Charles Bronson - Early Life and World War II Service

Early Life and World War II Service

Bronson was born Charles Dennis Buchinsky in Ehrenfeld, Pennsylvania, in the Allegheny Mountain Coal region north of Johnstown. During the McCarthy hearings, he changed his last name to Bronson, fearing that Buchinsky sounded "too Russian".

He was one of 15 children born to a Polish-Lithuanian immigrant father of Lipka Tatar ancestry, and a Lithuanian-American mother. His father hailed from the town of Druskininkai (or Druskienniki). His mother, Mary Valinsky, whose parents were from Lithuania was born in the coal mining town of Tamaqua, Pennsylvania.

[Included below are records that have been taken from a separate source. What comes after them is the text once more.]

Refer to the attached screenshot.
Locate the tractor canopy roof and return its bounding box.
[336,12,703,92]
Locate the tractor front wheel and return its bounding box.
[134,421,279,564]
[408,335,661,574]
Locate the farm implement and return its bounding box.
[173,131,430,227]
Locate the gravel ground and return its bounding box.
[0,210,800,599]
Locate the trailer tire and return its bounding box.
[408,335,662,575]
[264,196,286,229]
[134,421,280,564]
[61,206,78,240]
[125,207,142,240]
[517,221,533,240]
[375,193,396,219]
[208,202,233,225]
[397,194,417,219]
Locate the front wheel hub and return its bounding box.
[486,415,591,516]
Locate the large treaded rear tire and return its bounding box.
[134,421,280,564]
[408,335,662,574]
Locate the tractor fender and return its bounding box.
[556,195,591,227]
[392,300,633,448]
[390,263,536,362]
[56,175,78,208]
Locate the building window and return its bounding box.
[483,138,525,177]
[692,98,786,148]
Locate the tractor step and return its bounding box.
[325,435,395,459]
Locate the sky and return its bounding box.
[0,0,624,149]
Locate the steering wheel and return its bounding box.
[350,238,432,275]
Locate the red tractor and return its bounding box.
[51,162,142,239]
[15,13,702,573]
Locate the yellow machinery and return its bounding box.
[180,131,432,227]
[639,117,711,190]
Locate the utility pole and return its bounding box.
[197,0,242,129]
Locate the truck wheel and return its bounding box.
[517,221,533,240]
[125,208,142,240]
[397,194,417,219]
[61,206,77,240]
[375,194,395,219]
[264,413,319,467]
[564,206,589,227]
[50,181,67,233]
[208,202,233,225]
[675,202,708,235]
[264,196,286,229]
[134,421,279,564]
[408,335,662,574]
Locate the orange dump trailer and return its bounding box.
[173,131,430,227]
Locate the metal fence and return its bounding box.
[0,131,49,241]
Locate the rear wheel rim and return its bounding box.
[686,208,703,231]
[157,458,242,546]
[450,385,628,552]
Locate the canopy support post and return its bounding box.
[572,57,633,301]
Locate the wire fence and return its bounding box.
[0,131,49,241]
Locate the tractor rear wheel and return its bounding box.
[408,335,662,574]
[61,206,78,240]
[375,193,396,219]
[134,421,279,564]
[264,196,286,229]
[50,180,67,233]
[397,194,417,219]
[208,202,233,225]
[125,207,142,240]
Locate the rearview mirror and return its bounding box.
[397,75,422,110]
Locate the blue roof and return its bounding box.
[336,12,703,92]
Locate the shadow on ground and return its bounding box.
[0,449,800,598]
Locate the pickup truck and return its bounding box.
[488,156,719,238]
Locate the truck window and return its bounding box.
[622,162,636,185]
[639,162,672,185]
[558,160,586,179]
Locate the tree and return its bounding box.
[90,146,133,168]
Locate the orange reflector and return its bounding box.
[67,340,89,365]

Bronson was the first member of his family to graduate from high school. As a young child, Bronson did not initially know how to speak English and only learned it in his teens. Bronson's father died when he was 10, and he went to work in the coal mines. Initially, Bronson worked in the office of a coal mine, later in the mine itself. He earned $1 per ton of coal mined. He worked there until he entered military service during World War II. His family was so poor that, at one time, he reportedly had to wear his sister's dress to school because he had nothing else to wear.

In 1943, Bronson enlisted in the United States Army Air Forces and served as an aerial gunner in the 760th Flexible Gunnery Training Squadron, and in 1945 as a B-29 Superfortress crewman with the 39th Bombardment Group based on Guam. He was awarded a Purple Heart for wounds received during his service.